Ollivon dans l'en-but : une défense légale
Le deuxième point de débat, c'est la défense de Charles Ollivon sur cette dernière action. Les Stormers ont estimé qu'il n'était pas sur ses appuis et ne pouvait donc pas défendre. C'est une lecture incomplète de la règle. La loi 13.3, qui concerne les joueurs au sol sans ballon, précise clairement qu'elle s'applique "in the field of play", soit dans le champ de jeu. Pas dans l'en-but.
World Rugby l'a même explicitement clarifié lors de la révision des lois de juillet 2022 : cette restriction ne couvre pas "l'in-goal". Dans son en-but, un défenseur peut légalement se placer sous le porteur pour empêcher l'aplatissement. C'est ce qu'Ollivon a (très bien) fait. Une gestuelle qui n'a également pas permis au TMO de "déjuger" l'arbitre après que celui-ci a décidé intinialement qu'il n'y avait pas essai.

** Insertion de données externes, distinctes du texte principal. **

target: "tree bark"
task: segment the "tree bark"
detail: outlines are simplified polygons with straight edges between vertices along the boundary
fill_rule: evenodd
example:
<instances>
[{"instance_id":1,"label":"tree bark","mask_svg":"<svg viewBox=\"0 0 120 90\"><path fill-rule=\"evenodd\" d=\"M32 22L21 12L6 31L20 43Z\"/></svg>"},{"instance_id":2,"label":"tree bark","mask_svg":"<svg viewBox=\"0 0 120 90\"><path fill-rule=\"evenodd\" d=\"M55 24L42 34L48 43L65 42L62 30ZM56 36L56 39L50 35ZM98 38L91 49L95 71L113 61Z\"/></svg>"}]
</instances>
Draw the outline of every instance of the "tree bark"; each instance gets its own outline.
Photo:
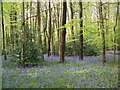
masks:
<instances>
[{"instance_id":1,"label":"tree bark","mask_svg":"<svg viewBox=\"0 0 120 90\"><path fill-rule=\"evenodd\" d=\"M63 0L63 14L62 14L62 26L66 24L66 12L67 12L67 2ZM66 27L64 27L61 31L61 40L60 40L60 62L64 63L65 56L65 42L66 42Z\"/></svg>"},{"instance_id":2,"label":"tree bark","mask_svg":"<svg viewBox=\"0 0 120 90\"><path fill-rule=\"evenodd\" d=\"M37 16L38 16L38 43L39 43L39 48L40 48L40 55L41 55L41 59L44 60L44 52L43 52L43 46L42 46L42 36L41 36L41 14L40 14L40 2L38 0L37 2Z\"/></svg>"},{"instance_id":3,"label":"tree bark","mask_svg":"<svg viewBox=\"0 0 120 90\"><path fill-rule=\"evenodd\" d=\"M52 18L51 18L51 3L49 1L49 37L48 37L48 57L50 56L50 41L51 41L51 23L52 22Z\"/></svg>"},{"instance_id":4,"label":"tree bark","mask_svg":"<svg viewBox=\"0 0 120 90\"><path fill-rule=\"evenodd\" d=\"M71 20L73 19L73 5L72 2L70 1L70 10L71 10ZM71 26L71 33L72 33L72 40L73 40L73 55L76 56L76 42L75 42L75 36L74 36L74 27L73 25Z\"/></svg>"},{"instance_id":5,"label":"tree bark","mask_svg":"<svg viewBox=\"0 0 120 90\"><path fill-rule=\"evenodd\" d=\"M4 17L3 17L3 3L1 1L1 15L2 15L2 31L3 31L3 55L4 59L7 60L6 47L5 47L5 30L4 30Z\"/></svg>"},{"instance_id":6,"label":"tree bark","mask_svg":"<svg viewBox=\"0 0 120 90\"><path fill-rule=\"evenodd\" d=\"M25 61L25 43L26 43L26 30L25 30L25 8L24 8L24 0L22 2L22 44L23 44L23 49L22 49L22 62L21 64L24 65Z\"/></svg>"},{"instance_id":7,"label":"tree bark","mask_svg":"<svg viewBox=\"0 0 120 90\"><path fill-rule=\"evenodd\" d=\"M80 55L79 60L83 60L83 8L82 8L82 0L79 2L80 12L79 12L79 18L80 18Z\"/></svg>"},{"instance_id":8,"label":"tree bark","mask_svg":"<svg viewBox=\"0 0 120 90\"><path fill-rule=\"evenodd\" d=\"M100 1L100 30L102 30L102 49L103 49L103 64L106 63L106 46L105 46L105 31L104 31L104 19L102 14L102 2Z\"/></svg>"}]
</instances>

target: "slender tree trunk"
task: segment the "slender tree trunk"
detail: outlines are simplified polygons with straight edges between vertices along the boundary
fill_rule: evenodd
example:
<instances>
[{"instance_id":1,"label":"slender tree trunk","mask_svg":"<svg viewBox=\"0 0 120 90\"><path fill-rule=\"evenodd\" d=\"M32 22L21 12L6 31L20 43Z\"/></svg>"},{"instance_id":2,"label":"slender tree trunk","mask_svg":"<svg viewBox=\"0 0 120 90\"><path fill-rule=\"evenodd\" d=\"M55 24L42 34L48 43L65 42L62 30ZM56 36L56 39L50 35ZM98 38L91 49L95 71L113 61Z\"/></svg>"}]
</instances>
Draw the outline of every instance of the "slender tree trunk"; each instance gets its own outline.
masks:
<instances>
[{"instance_id":1,"label":"slender tree trunk","mask_svg":"<svg viewBox=\"0 0 120 90\"><path fill-rule=\"evenodd\" d=\"M106 46L105 46L105 31L104 31L104 20L102 14L102 2L100 1L100 29L102 30L102 49L103 49L103 64L106 63Z\"/></svg>"},{"instance_id":2,"label":"slender tree trunk","mask_svg":"<svg viewBox=\"0 0 120 90\"><path fill-rule=\"evenodd\" d=\"M120 5L120 2L118 2L119 3L119 5ZM120 8L120 7L119 7ZM120 51L120 12L119 12L119 14L118 14L118 24L117 24L117 44L118 44L118 46L117 46L117 50L118 51ZM119 62L120 62L120 60L118 60Z\"/></svg>"},{"instance_id":3,"label":"slender tree trunk","mask_svg":"<svg viewBox=\"0 0 120 90\"><path fill-rule=\"evenodd\" d=\"M83 60L83 8L82 8L82 0L79 2L80 12L79 12L79 18L80 18L80 56L79 59Z\"/></svg>"},{"instance_id":4,"label":"slender tree trunk","mask_svg":"<svg viewBox=\"0 0 120 90\"><path fill-rule=\"evenodd\" d=\"M62 26L66 24L66 12L67 12L67 2L63 0L63 14L62 14ZM64 56L65 56L65 42L66 42L66 27L63 28L61 31L61 40L60 40L60 62L64 63Z\"/></svg>"},{"instance_id":5,"label":"slender tree trunk","mask_svg":"<svg viewBox=\"0 0 120 90\"><path fill-rule=\"evenodd\" d=\"M70 10L71 10L71 19L73 19L73 6L72 2L70 1ZM76 56L76 42L75 42L75 36L74 36L74 27L72 25L71 27L71 33L72 33L72 40L73 40L73 54Z\"/></svg>"},{"instance_id":6,"label":"slender tree trunk","mask_svg":"<svg viewBox=\"0 0 120 90\"><path fill-rule=\"evenodd\" d=\"M47 9L47 6L46 6L46 9ZM46 44L46 37L47 37L47 34L46 34L46 29L47 29L47 21L48 21L48 13L47 13L47 10L45 11L45 26L44 26L44 29L43 29L43 32L44 32L44 53L46 53L47 51L47 44Z\"/></svg>"},{"instance_id":7,"label":"slender tree trunk","mask_svg":"<svg viewBox=\"0 0 120 90\"><path fill-rule=\"evenodd\" d=\"M117 13L116 13L116 21L115 21L115 26L114 26L114 62L116 60L116 50L117 50L117 39L116 39L116 27L117 27L117 22L118 22L118 15L119 15L119 2L117 3Z\"/></svg>"},{"instance_id":8,"label":"slender tree trunk","mask_svg":"<svg viewBox=\"0 0 120 90\"><path fill-rule=\"evenodd\" d=\"M50 9L50 26L49 26L49 29L50 29L50 31L51 31L51 38L50 38L50 43L51 43L51 56L54 56L54 43L53 43L53 26L52 26L52 22L53 22L53 20L52 20L52 7L51 7L51 5L52 5L52 1L49 1L49 9Z\"/></svg>"},{"instance_id":9,"label":"slender tree trunk","mask_svg":"<svg viewBox=\"0 0 120 90\"><path fill-rule=\"evenodd\" d=\"M24 0L22 2L22 42L23 42L23 49L22 49L22 62L21 64L25 64L25 44L26 44L26 30L25 30L25 8L24 8Z\"/></svg>"},{"instance_id":10,"label":"slender tree trunk","mask_svg":"<svg viewBox=\"0 0 120 90\"><path fill-rule=\"evenodd\" d=\"M6 47L5 47L5 30L4 30L4 17L3 17L3 3L1 1L1 15L2 15L2 31L3 31L3 55L4 59L7 60Z\"/></svg>"},{"instance_id":11,"label":"slender tree trunk","mask_svg":"<svg viewBox=\"0 0 120 90\"><path fill-rule=\"evenodd\" d=\"M51 29L52 29L52 18L51 18L51 3L49 1L49 37L48 37L48 57L50 56L50 41L51 41Z\"/></svg>"},{"instance_id":12,"label":"slender tree trunk","mask_svg":"<svg viewBox=\"0 0 120 90\"><path fill-rule=\"evenodd\" d=\"M57 22L57 27L59 28L59 4L57 5L57 19L58 19L58 22ZM59 49L59 29L57 29L57 38L58 38L58 49Z\"/></svg>"},{"instance_id":13,"label":"slender tree trunk","mask_svg":"<svg viewBox=\"0 0 120 90\"><path fill-rule=\"evenodd\" d=\"M41 55L41 59L44 60L44 52L43 52L43 46L42 46L42 36L41 36L41 14L40 14L40 2L38 0L37 2L37 16L38 16L38 32L39 32L39 48L40 48L40 55Z\"/></svg>"}]
</instances>

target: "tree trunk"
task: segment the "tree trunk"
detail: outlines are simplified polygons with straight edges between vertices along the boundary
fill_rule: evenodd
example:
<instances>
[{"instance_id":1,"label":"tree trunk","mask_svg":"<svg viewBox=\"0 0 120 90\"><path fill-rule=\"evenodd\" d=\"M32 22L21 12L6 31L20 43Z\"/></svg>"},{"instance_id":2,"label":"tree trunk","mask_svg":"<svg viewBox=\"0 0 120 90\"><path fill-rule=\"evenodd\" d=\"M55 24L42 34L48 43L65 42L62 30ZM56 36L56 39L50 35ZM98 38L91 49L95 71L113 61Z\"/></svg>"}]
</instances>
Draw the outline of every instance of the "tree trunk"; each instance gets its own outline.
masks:
<instances>
[{"instance_id":1,"label":"tree trunk","mask_svg":"<svg viewBox=\"0 0 120 90\"><path fill-rule=\"evenodd\" d=\"M63 14L62 14L62 26L66 24L66 12L67 12L67 2L63 0ZM66 27L64 27L61 31L61 40L60 40L60 62L64 63L65 56L65 42L66 42Z\"/></svg>"},{"instance_id":2,"label":"tree trunk","mask_svg":"<svg viewBox=\"0 0 120 90\"><path fill-rule=\"evenodd\" d=\"M3 55L4 59L7 60L6 47L5 47L5 30L4 30L4 17L3 17L3 3L1 1L1 15L2 15L2 31L3 31Z\"/></svg>"},{"instance_id":3,"label":"tree trunk","mask_svg":"<svg viewBox=\"0 0 120 90\"><path fill-rule=\"evenodd\" d=\"M51 31L51 38L50 38L50 43L51 43L51 52L50 52L50 54L51 54L51 56L54 56L54 43L53 43L53 26L52 26L52 22L53 22L53 20L52 20L52 7L51 7L51 5L52 5L52 1L49 1L49 9L50 9L50 26L49 26L49 29L50 29L50 31Z\"/></svg>"},{"instance_id":4,"label":"tree trunk","mask_svg":"<svg viewBox=\"0 0 120 90\"><path fill-rule=\"evenodd\" d=\"M117 38L116 38L116 27L117 27L117 23L118 23L118 16L119 16L119 1L117 2L117 13L116 13L116 21L115 21L115 26L114 26L114 62L116 60L116 50L117 50Z\"/></svg>"},{"instance_id":5,"label":"tree trunk","mask_svg":"<svg viewBox=\"0 0 120 90\"><path fill-rule=\"evenodd\" d=\"M71 10L71 20L73 19L73 6L72 2L70 1L70 10ZM71 33L72 33L72 40L73 40L73 55L76 56L76 42L75 42L75 36L74 36L74 27L72 25L71 27Z\"/></svg>"},{"instance_id":6,"label":"tree trunk","mask_svg":"<svg viewBox=\"0 0 120 90\"><path fill-rule=\"evenodd\" d=\"M52 29L52 18L51 18L51 3L49 1L49 37L48 37L48 57L50 56L50 41L51 41L51 29Z\"/></svg>"},{"instance_id":7,"label":"tree trunk","mask_svg":"<svg viewBox=\"0 0 120 90\"><path fill-rule=\"evenodd\" d=\"M57 22L57 28L59 28L59 11L60 11L60 9L59 9L59 4L57 5L57 19L58 19L58 22ZM59 49L59 29L57 30L57 38L58 38L58 49Z\"/></svg>"},{"instance_id":8,"label":"tree trunk","mask_svg":"<svg viewBox=\"0 0 120 90\"><path fill-rule=\"evenodd\" d=\"M83 8L82 8L82 0L79 2L80 12L79 12L79 18L80 18L80 55L79 60L83 60Z\"/></svg>"},{"instance_id":9,"label":"tree trunk","mask_svg":"<svg viewBox=\"0 0 120 90\"><path fill-rule=\"evenodd\" d=\"M42 46L42 36L41 36L41 14L40 14L40 2L38 0L37 2L37 16L38 16L38 43L39 43L39 48L40 48L40 55L41 55L41 59L44 60L44 52L43 52L43 46Z\"/></svg>"},{"instance_id":10,"label":"tree trunk","mask_svg":"<svg viewBox=\"0 0 120 90\"><path fill-rule=\"evenodd\" d=\"M104 20L102 14L102 2L100 1L100 30L102 30L102 49L103 49L103 64L106 63L106 46L105 46L105 31L104 31Z\"/></svg>"},{"instance_id":11,"label":"tree trunk","mask_svg":"<svg viewBox=\"0 0 120 90\"><path fill-rule=\"evenodd\" d=\"M26 30L25 30L25 8L24 8L24 0L22 2L22 42L23 42L23 49L22 49L22 62L21 64L24 65L25 61L25 44L26 44Z\"/></svg>"}]
</instances>

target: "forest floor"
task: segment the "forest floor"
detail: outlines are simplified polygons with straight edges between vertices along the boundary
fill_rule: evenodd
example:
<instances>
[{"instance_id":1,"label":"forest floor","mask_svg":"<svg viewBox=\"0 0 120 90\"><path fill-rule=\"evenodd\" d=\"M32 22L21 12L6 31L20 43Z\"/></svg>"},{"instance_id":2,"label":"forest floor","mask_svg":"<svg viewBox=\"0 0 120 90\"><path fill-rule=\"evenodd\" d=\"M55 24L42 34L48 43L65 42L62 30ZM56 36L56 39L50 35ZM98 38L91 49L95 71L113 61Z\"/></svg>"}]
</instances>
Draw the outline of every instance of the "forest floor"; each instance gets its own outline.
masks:
<instances>
[{"instance_id":1,"label":"forest floor","mask_svg":"<svg viewBox=\"0 0 120 90\"><path fill-rule=\"evenodd\" d=\"M117 60L118 61L118 60ZM113 55L107 55L107 63L102 64L101 56L45 57L38 67L18 68L14 60L4 60L2 64L3 88L115 88L118 84L118 62L113 63Z\"/></svg>"}]
</instances>

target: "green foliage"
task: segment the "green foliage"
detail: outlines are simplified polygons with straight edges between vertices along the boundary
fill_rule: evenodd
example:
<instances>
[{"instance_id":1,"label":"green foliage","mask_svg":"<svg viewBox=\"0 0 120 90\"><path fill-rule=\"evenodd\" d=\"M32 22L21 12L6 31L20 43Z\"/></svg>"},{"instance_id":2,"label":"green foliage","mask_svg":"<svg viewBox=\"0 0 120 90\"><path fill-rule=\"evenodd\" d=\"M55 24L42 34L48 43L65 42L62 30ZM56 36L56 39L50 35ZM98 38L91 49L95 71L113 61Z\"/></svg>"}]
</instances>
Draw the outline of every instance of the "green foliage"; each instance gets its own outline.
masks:
<instances>
[{"instance_id":1,"label":"green foliage","mask_svg":"<svg viewBox=\"0 0 120 90\"><path fill-rule=\"evenodd\" d=\"M34 30L33 30L34 31ZM25 48L24 48L24 64L36 64L39 62L38 59L38 48L36 43L33 41L34 36L32 36L32 30L30 30L26 26L26 42L25 42ZM23 58L23 42L22 42L22 34L19 35L19 44L15 48L13 56L16 58L18 64L21 64L21 60Z\"/></svg>"}]
</instances>

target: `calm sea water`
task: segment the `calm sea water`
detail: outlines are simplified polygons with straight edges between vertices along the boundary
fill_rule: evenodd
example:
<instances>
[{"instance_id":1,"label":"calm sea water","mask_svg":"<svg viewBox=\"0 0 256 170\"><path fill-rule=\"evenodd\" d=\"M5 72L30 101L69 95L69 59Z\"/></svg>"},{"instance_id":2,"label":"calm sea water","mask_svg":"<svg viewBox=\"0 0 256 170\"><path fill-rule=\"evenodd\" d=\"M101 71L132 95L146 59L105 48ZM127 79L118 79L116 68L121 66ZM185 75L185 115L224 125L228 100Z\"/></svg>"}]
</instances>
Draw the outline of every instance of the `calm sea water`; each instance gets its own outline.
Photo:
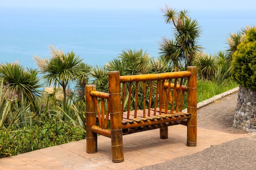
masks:
<instances>
[{"instance_id":1,"label":"calm sea water","mask_svg":"<svg viewBox=\"0 0 256 170\"><path fill-rule=\"evenodd\" d=\"M190 11L201 26L204 52L224 50L229 34L256 24L256 11ZM163 37L172 38L158 8L149 10L0 9L0 63L18 60L36 68L33 55L50 56L49 46L72 50L92 65L103 65L126 49L157 57Z\"/></svg>"}]
</instances>

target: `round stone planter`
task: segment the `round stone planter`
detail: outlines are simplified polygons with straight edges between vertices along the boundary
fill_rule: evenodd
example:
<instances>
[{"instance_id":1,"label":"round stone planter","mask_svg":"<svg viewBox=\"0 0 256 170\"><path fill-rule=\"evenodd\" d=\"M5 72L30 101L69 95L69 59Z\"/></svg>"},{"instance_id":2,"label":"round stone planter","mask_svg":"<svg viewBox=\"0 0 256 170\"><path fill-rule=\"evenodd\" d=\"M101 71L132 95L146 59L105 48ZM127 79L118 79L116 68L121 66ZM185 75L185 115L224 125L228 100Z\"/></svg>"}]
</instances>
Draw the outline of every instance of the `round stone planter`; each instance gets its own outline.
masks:
<instances>
[{"instance_id":1,"label":"round stone planter","mask_svg":"<svg viewBox=\"0 0 256 170\"><path fill-rule=\"evenodd\" d=\"M256 93L249 88L239 86L236 113L234 128L248 132L256 132Z\"/></svg>"}]
</instances>

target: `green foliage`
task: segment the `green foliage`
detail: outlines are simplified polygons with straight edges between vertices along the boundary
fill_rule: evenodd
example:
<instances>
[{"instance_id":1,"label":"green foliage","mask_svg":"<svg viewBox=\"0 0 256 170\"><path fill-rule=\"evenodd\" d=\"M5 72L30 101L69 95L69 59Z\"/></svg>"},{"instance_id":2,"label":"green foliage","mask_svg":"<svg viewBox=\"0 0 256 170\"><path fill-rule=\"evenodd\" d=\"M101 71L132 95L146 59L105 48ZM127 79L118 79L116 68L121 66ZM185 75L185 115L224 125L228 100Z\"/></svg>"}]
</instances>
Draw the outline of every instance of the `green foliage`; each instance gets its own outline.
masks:
<instances>
[{"instance_id":1,"label":"green foliage","mask_svg":"<svg viewBox=\"0 0 256 170\"><path fill-rule=\"evenodd\" d=\"M251 28L246 35L233 55L231 73L238 83L256 91L256 29Z\"/></svg>"},{"instance_id":2,"label":"green foliage","mask_svg":"<svg viewBox=\"0 0 256 170\"><path fill-rule=\"evenodd\" d=\"M198 103L208 99L215 95L235 88L239 86L231 79L226 80L225 86L219 86L214 81L198 81Z\"/></svg>"},{"instance_id":3,"label":"green foliage","mask_svg":"<svg viewBox=\"0 0 256 170\"><path fill-rule=\"evenodd\" d=\"M203 80L211 80L216 67L215 56L203 54L197 57L196 63L199 73Z\"/></svg>"},{"instance_id":4,"label":"green foliage","mask_svg":"<svg viewBox=\"0 0 256 170\"><path fill-rule=\"evenodd\" d=\"M0 130L0 158L85 139L84 132L55 118L43 126Z\"/></svg>"},{"instance_id":5,"label":"green foliage","mask_svg":"<svg viewBox=\"0 0 256 170\"><path fill-rule=\"evenodd\" d=\"M201 33L201 26L195 20L189 17L187 10L178 12L166 6L162 11L165 22L174 26L174 37L169 40L164 38L160 44L160 53L167 62L174 64L175 70L185 69L191 65L194 55L202 48L197 42Z\"/></svg>"},{"instance_id":6,"label":"green foliage","mask_svg":"<svg viewBox=\"0 0 256 170\"><path fill-rule=\"evenodd\" d=\"M6 63L0 66L0 74L9 91L21 98L24 96L33 111L36 110L38 97L41 94L39 89L42 84L36 69L27 70L17 63Z\"/></svg>"}]
</instances>

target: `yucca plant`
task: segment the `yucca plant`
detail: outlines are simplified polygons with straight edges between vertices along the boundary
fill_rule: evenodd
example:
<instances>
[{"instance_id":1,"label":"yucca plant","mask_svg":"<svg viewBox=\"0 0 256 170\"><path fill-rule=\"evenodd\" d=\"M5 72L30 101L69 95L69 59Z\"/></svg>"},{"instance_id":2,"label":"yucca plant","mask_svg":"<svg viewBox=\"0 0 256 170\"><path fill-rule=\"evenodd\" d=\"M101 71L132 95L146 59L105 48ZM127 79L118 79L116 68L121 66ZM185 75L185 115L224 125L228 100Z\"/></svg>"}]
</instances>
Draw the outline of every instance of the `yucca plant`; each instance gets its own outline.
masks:
<instances>
[{"instance_id":1,"label":"yucca plant","mask_svg":"<svg viewBox=\"0 0 256 170\"><path fill-rule=\"evenodd\" d=\"M197 42L201 32L201 26L196 20L189 16L187 10L178 12L166 5L162 11L165 23L174 26L174 37L172 40L164 39L160 50L172 61L175 58L184 60L182 67L186 69L191 65L194 54L202 49Z\"/></svg>"},{"instance_id":2,"label":"yucca plant","mask_svg":"<svg viewBox=\"0 0 256 170\"><path fill-rule=\"evenodd\" d=\"M211 55L203 54L196 59L196 64L199 71L199 73L203 80L211 80L214 75L216 68L216 57Z\"/></svg>"},{"instance_id":3,"label":"yucca plant","mask_svg":"<svg viewBox=\"0 0 256 170\"><path fill-rule=\"evenodd\" d=\"M27 70L16 63L2 64L0 66L0 73L4 81L9 88L14 92L18 97L25 97L33 111L37 110L38 97L41 94L39 89L42 84L36 69L27 68Z\"/></svg>"}]
</instances>

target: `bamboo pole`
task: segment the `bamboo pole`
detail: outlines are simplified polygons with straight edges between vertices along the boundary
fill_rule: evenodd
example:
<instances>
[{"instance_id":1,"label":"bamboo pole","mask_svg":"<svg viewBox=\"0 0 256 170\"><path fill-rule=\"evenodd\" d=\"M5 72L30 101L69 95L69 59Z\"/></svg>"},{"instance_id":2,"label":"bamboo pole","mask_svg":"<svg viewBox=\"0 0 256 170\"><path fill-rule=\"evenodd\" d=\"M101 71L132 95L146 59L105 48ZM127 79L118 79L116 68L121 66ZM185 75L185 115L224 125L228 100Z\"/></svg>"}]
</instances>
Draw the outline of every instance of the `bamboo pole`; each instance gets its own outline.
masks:
<instances>
[{"instance_id":1,"label":"bamboo pole","mask_svg":"<svg viewBox=\"0 0 256 170\"><path fill-rule=\"evenodd\" d=\"M86 85L85 96L86 104L86 152L88 153L97 152L97 134L91 130L92 127L96 125L96 104L90 95L90 92L95 91L95 85Z\"/></svg>"},{"instance_id":2,"label":"bamboo pole","mask_svg":"<svg viewBox=\"0 0 256 170\"><path fill-rule=\"evenodd\" d=\"M112 161L124 161L119 71L108 73Z\"/></svg>"},{"instance_id":3,"label":"bamboo pole","mask_svg":"<svg viewBox=\"0 0 256 170\"><path fill-rule=\"evenodd\" d=\"M188 71L178 71L157 74L147 75L124 75L120 76L120 82L145 82L151 80L171 79L180 77L189 77L191 73Z\"/></svg>"},{"instance_id":4,"label":"bamboo pole","mask_svg":"<svg viewBox=\"0 0 256 170\"><path fill-rule=\"evenodd\" d=\"M196 146L197 142L197 77L196 67L190 66L187 67L191 76L188 79L188 113L191 115L188 119L187 146Z\"/></svg>"}]
</instances>

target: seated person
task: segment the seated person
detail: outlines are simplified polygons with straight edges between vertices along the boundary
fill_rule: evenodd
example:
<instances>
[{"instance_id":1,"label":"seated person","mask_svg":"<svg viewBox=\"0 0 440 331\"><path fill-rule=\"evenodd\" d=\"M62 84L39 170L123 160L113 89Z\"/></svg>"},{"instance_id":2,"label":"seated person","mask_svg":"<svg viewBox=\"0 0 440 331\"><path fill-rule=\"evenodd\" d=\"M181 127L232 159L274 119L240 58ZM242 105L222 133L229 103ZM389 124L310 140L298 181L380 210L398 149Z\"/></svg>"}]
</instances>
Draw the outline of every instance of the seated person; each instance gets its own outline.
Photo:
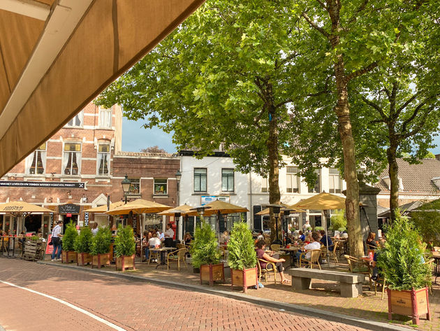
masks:
<instances>
[{"instance_id":1,"label":"seated person","mask_svg":"<svg viewBox=\"0 0 440 331\"><path fill-rule=\"evenodd\" d=\"M267 254L265 253L264 248L266 247L266 244L264 240L259 240L256 243L256 248L255 251L256 252L257 258L265 260L266 261L273 262L274 263L275 263L275 266L277 267L277 270L278 270L278 272L279 273L281 277L281 283L283 284L290 283L291 281L286 278L286 276L284 276L284 268L283 267L283 262L286 262L286 260L279 258L279 255L273 254L273 252L271 254ZM260 267L261 267L261 269L265 268L266 266L267 265L269 266L268 268L273 267L272 265L269 265L267 262L264 262L260 260L258 260L258 262L260 263Z\"/></svg>"},{"instance_id":2,"label":"seated person","mask_svg":"<svg viewBox=\"0 0 440 331\"><path fill-rule=\"evenodd\" d=\"M318 232L311 232L311 242L308 244L302 247L302 251L306 252L305 258L306 260L310 260L310 258L311 257L311 252L314 249L321 249L321 243L318 241L319 235ZM296 253L296 258L298 261L300 261L300 258L301 257L301 254L302 254L302 251L298 251Z\"/></svg>"},{"instance_id":3,"label":"seated person","mask_svg":"<svg viewBox=\"0 0 440 331\"><path fill-rule=\"evenodd\" d=\"M328 251L332 252L333 251L333 241L332 241L332 239L330 239L330 236L326 236L325 231L324 231L323 230L319 230L319 233L321 234L321 238L319 240L319 241L325 247L327 247L327 243L328 243Z\"/></svg>"}]
</instances>

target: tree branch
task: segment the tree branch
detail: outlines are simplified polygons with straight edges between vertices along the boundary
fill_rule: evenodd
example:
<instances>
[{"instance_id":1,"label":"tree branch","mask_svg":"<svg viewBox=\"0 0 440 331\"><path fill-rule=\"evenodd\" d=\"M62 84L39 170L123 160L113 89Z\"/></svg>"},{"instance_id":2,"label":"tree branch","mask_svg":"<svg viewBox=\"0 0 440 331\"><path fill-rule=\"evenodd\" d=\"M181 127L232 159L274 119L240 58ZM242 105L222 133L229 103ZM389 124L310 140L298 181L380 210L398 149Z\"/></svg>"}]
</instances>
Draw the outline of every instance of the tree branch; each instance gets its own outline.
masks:
<instances>
[{"instance_id":1,"label":"tree branch","mask_svg":"<svg viewBox=\"0 0 440 331\"><path fill-rule=\"evenodd\" d=\"M310 26L313 27L315 30L321 32L325 38L330 38L330 34L327 32L325 30L324 30L322 27L318 27L314 22L312 22L312 20L310 20L310 17L309 17L307 13L302 13L301 15L304 18L305 18L306 21L307 21L307 22L310 24Z\"/></svg>"},{"instance_id":2,"label":"tree branch","mask_svg":"<svg viewBox=\"0 0 440 331\"><path fill-rule=\"evenodd\" d=\"M364 68L361 68L359 70L356 70L355 71L352 72L351 73L350 73L346 77L345 79L346 79L346 83L349 83L353 78L355 78L356 77L359 77L360 76L363 75L364 73L371 71L376 66L377 66L377 62L374 62L373 63L368 64L367 66L365 66Z\"/></svg>"}]
</instances>

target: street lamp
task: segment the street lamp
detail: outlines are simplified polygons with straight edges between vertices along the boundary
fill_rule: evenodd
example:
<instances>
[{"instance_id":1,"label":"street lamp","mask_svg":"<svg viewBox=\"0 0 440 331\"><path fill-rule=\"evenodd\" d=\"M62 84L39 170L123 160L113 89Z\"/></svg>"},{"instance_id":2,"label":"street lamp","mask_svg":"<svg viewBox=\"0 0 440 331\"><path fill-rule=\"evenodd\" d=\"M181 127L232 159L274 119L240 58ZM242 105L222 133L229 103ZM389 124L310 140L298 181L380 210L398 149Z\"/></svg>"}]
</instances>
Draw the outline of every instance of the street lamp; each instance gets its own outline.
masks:
<instances>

"Held up" : quand le ballon est mort
Troisième angle, la loi 21.16. Si le porteur du ballon est tenu dans l'en-but et ne peut ni aplatir ni jouer le ballon, le ballon est déclaré mort. Pas d'essai. C'est le scénario qui s'est présenté. La loi 21.10 précise aussi que les défenseurs peuvent arracher le ballon ou le frapper vers l'arrière lorsqu'un joueur tend les bras pour aplatir. Ils ne peuvent pas le botter, mais ils peuvent bloquer. Ollivon était dans ce cadre légal.
La contestation sud-africaine, aussi compréhensible humainement qu'elle soit, ne tient pas sur le plan réglementaire. Toulon a gagné dans la douleur, à 13 contre 15 en fin de match. Mais sur l'action finale, l'arbitre et le règlement disent la même chose.